What do you do if you’ve misprinted one of three propositions central to the 1599 Westminster conference? You print the corrected third proposition and paste it over the error—cheaper than reprinting the whole sheet (the whole book is only two sheets long) and easier than pasting in a canceled leaf.
Of course, for shorter errors, printers often included a list of errata—known mistakes in the book that users are invited to correct on their own. But what if your errata has errata? Paste in the correction, like the printer does for this 1660 Homer:
Augustine Vincent’s A discouerie of errours in the first edition of the catalogue of nobility (1622) is itself, notoriously, riddled with errors and corrections. Some of the errors focus on the coats of arms that is a primary focus on his discourse, although as you can see below, it’s not always easy to notice the slips:
Vincent’s work also includes slips over erroneous marginal notes:
The book also includes, in some copies, corrections made by overprinting, rather than cancel slips; in this case, the corrected line is printed below the last line of the page (and on top of the old catchword):
Cancel slips can be used for smaller bits of text as well, as in this from Samuel Harsnett’s A declaration of egregious popish impostures (1603):
Sometimes the correction is even smaller, as in this tiny slip in the title of this 1590 volume of Pomponius Mela’s works, changing “wohthy” to “worthy”:
If you work with early printed books, you come across these slips all the time. Most of the time, readers skim over them; usually what we’re interested in when we’re reading a book is the corrected text, not the mistakes. But if you look at multiple copies of the same book, you can see the different ways these errors were treated.

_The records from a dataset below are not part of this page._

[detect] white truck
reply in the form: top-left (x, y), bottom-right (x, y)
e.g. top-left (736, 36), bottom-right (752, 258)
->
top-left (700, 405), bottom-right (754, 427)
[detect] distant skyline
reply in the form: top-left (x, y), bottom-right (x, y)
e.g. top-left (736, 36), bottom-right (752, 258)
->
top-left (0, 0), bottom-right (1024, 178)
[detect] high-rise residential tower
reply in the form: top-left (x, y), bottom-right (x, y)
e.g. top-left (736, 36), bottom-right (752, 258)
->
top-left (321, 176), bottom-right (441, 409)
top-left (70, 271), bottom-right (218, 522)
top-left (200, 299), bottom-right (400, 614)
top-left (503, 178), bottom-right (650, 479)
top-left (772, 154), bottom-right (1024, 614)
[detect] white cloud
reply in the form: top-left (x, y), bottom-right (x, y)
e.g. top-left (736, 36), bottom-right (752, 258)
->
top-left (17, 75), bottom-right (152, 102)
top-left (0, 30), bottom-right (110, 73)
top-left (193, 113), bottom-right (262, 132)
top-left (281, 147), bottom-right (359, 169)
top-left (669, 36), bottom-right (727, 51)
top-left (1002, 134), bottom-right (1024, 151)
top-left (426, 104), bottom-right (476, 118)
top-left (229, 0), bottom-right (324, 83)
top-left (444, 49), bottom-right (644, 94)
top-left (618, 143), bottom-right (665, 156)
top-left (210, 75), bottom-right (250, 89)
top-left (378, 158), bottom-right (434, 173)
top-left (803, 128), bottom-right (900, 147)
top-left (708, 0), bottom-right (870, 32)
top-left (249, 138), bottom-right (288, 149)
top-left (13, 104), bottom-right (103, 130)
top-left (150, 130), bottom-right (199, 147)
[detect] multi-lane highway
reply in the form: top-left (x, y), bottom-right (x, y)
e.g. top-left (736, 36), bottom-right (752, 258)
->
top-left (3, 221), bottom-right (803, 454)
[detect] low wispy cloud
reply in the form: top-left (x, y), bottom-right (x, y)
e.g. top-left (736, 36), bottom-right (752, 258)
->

In Thomas James’s 1612 The Iesuits downefall, one of the marginal dates was erroneously printed as July 10. In one of the Folger’s two copies, there is a printed cancel slip pasted over the error; in the other, the printed date has been carefully scraped away and the correct date handwritten in:
The Folger has five copies of William Painter’s The second tome of the Palace of pleasures, giving me the opportunity to see a handful of examples of the same correction in different cancel slips—would they look the same? would we find anything interesting? The first copy of the book doesn’t have the slip, but it does show why the text was in need of correction: the gap between the bottom of the left-hand page and the top of the right-hand page indicate that some text was omitted from the printing. It also looks, from the spotting on the bottom of the page, like the cancel slip was once present, but has since fallen off or been taken off.

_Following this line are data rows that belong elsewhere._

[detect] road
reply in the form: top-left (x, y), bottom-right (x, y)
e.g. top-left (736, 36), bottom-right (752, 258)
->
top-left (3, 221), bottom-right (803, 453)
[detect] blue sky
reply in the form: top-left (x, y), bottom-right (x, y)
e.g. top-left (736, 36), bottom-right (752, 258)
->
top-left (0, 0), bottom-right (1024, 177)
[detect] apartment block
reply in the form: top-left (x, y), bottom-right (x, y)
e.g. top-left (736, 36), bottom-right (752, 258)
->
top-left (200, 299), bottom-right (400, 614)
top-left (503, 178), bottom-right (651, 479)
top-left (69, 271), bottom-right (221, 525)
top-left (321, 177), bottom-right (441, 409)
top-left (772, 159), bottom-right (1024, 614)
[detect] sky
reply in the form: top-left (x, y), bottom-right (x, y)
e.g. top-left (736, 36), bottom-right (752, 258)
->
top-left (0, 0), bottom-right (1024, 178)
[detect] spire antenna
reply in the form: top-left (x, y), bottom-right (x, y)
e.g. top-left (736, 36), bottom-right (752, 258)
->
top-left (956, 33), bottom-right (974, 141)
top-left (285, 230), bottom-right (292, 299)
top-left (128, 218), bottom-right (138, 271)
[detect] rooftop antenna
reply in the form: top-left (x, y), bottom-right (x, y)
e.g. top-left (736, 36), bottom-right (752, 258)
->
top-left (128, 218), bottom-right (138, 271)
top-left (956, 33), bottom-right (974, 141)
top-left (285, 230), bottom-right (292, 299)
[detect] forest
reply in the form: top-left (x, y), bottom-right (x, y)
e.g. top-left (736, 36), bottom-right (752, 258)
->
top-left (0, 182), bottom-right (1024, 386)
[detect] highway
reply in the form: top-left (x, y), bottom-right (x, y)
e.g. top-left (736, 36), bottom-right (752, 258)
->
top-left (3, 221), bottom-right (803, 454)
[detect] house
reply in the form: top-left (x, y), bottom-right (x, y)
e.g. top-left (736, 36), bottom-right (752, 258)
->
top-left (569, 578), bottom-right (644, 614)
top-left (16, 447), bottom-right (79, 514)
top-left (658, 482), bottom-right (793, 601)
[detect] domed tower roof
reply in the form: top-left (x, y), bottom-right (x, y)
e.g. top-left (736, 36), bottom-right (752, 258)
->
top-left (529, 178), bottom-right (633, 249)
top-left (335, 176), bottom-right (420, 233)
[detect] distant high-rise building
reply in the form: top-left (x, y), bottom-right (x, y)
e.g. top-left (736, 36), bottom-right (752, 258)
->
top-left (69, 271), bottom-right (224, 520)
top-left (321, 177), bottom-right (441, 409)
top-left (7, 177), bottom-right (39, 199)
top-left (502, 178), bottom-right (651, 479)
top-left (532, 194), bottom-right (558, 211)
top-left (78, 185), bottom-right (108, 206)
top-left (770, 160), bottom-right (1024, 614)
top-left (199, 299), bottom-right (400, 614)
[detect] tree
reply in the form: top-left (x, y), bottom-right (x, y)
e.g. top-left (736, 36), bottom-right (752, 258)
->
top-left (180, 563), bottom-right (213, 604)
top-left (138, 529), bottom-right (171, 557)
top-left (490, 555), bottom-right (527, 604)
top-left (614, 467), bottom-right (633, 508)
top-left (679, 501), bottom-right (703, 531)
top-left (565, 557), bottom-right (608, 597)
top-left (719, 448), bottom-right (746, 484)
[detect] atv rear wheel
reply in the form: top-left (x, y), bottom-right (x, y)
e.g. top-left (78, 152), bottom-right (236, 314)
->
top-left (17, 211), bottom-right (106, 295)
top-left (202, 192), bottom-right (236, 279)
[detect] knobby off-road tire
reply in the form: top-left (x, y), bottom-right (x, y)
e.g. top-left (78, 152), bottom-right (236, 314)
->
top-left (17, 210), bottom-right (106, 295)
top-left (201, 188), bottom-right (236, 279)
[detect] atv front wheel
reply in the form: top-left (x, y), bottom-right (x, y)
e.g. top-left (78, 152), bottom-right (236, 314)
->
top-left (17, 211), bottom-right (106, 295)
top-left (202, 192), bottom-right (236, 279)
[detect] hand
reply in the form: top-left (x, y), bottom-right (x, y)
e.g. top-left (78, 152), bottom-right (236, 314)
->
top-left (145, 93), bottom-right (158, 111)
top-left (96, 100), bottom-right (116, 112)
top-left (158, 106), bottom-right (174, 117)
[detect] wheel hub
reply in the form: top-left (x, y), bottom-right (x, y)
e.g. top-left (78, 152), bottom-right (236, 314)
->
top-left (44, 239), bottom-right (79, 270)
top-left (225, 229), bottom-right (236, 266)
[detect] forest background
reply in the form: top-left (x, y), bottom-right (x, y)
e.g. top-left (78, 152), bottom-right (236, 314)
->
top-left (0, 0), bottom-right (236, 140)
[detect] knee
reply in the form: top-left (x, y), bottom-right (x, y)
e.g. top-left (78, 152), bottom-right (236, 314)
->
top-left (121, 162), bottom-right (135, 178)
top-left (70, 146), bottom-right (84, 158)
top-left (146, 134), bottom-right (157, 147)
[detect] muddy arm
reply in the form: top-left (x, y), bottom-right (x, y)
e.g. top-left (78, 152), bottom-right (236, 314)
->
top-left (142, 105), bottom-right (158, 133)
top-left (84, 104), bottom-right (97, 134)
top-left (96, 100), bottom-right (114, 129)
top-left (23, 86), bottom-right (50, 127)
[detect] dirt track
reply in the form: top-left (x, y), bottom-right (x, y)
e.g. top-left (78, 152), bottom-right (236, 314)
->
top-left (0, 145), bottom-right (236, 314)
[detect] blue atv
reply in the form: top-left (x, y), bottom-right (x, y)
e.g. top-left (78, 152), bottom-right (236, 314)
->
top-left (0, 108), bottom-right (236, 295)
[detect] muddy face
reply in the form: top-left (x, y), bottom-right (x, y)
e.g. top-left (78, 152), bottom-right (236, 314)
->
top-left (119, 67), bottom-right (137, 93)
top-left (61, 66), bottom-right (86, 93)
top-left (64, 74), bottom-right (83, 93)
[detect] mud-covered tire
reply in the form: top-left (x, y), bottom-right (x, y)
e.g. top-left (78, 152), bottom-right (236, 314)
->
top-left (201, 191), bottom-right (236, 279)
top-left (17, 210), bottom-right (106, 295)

The second copy of the book is identified in Hamnet as having the slip cancel, but a closer look at the book shows that’s not quite right:
Part of the slip is there, but someone at some point tried to remove it. They did a pretty good job of not damaging the book when they did it, and at first glance I wasn’t sure quite what was going on, but light shining through the leaf clearly indicates where the slip was torn away.

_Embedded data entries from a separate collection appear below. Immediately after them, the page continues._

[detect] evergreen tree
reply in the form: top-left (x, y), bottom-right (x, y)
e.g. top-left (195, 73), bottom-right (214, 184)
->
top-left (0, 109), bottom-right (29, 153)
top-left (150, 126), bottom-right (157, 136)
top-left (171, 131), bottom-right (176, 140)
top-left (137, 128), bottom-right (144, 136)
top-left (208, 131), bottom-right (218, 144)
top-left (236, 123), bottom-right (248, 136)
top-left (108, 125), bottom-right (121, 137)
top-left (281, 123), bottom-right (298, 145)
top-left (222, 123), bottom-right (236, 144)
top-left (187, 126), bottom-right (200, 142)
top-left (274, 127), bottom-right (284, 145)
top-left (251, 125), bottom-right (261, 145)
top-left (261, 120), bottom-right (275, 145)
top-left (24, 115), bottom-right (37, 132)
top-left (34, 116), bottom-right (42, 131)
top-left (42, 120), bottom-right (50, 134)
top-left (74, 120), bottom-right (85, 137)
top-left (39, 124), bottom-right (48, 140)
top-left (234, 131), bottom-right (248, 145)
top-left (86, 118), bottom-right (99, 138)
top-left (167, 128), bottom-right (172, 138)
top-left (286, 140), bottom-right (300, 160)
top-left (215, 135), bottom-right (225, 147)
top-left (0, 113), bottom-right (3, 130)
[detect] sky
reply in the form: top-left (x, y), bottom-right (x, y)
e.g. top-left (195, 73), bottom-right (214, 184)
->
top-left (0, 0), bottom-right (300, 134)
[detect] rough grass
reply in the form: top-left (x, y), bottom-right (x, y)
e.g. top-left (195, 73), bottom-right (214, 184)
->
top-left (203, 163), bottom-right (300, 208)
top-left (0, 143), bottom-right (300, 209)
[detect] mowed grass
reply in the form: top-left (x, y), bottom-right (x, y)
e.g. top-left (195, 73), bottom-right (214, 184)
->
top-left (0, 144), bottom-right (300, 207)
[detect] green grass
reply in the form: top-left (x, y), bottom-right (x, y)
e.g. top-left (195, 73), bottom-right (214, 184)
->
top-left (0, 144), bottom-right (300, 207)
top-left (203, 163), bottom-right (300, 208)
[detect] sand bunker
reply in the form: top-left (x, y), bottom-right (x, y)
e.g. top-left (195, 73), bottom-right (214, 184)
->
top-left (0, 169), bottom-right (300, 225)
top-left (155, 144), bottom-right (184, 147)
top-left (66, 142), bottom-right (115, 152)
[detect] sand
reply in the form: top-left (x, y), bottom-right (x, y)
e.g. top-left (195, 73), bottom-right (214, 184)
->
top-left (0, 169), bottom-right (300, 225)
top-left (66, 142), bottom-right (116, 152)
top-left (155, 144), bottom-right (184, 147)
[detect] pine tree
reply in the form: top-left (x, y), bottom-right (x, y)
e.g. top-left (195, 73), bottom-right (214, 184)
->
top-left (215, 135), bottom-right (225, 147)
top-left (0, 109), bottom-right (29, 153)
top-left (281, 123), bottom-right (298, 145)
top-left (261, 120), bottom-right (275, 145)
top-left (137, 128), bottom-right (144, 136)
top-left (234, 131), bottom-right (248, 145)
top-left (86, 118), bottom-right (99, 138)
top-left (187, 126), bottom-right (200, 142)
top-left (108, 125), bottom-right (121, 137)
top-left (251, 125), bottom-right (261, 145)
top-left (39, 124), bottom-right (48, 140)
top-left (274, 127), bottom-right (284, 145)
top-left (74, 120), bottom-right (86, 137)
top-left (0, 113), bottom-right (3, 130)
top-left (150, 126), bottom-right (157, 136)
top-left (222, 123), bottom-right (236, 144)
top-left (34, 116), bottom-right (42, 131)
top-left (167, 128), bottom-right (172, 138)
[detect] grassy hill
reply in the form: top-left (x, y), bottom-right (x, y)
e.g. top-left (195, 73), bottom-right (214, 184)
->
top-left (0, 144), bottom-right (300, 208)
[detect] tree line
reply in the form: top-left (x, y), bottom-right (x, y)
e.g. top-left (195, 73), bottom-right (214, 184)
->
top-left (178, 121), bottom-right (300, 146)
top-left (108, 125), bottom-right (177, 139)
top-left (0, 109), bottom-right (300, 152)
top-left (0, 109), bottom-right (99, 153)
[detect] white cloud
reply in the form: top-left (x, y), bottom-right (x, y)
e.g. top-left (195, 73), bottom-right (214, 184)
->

The third copy of the book leads to success, at last! The cancel slip is there, but there’s also something weird going on, as the marginalia below the slip suggests. In this copy, this gathering has been misbound, and so an early reader of the book included notes at the bottom of the leaves indicating which leaf was next.
At last, the fourth copy shows us how the book would have looked once successfully corrected:
Oh, and the fifth copy? That one is missing these leaves altogether.
One of the things that struck me, in looking through lots of books with cancel slips—many more than I’ve shown you here!—is that pages have topographical variety. I know you know that paper isn’t flat. But looking at cancel slips gave me another way of experiencing the landscape of book pages.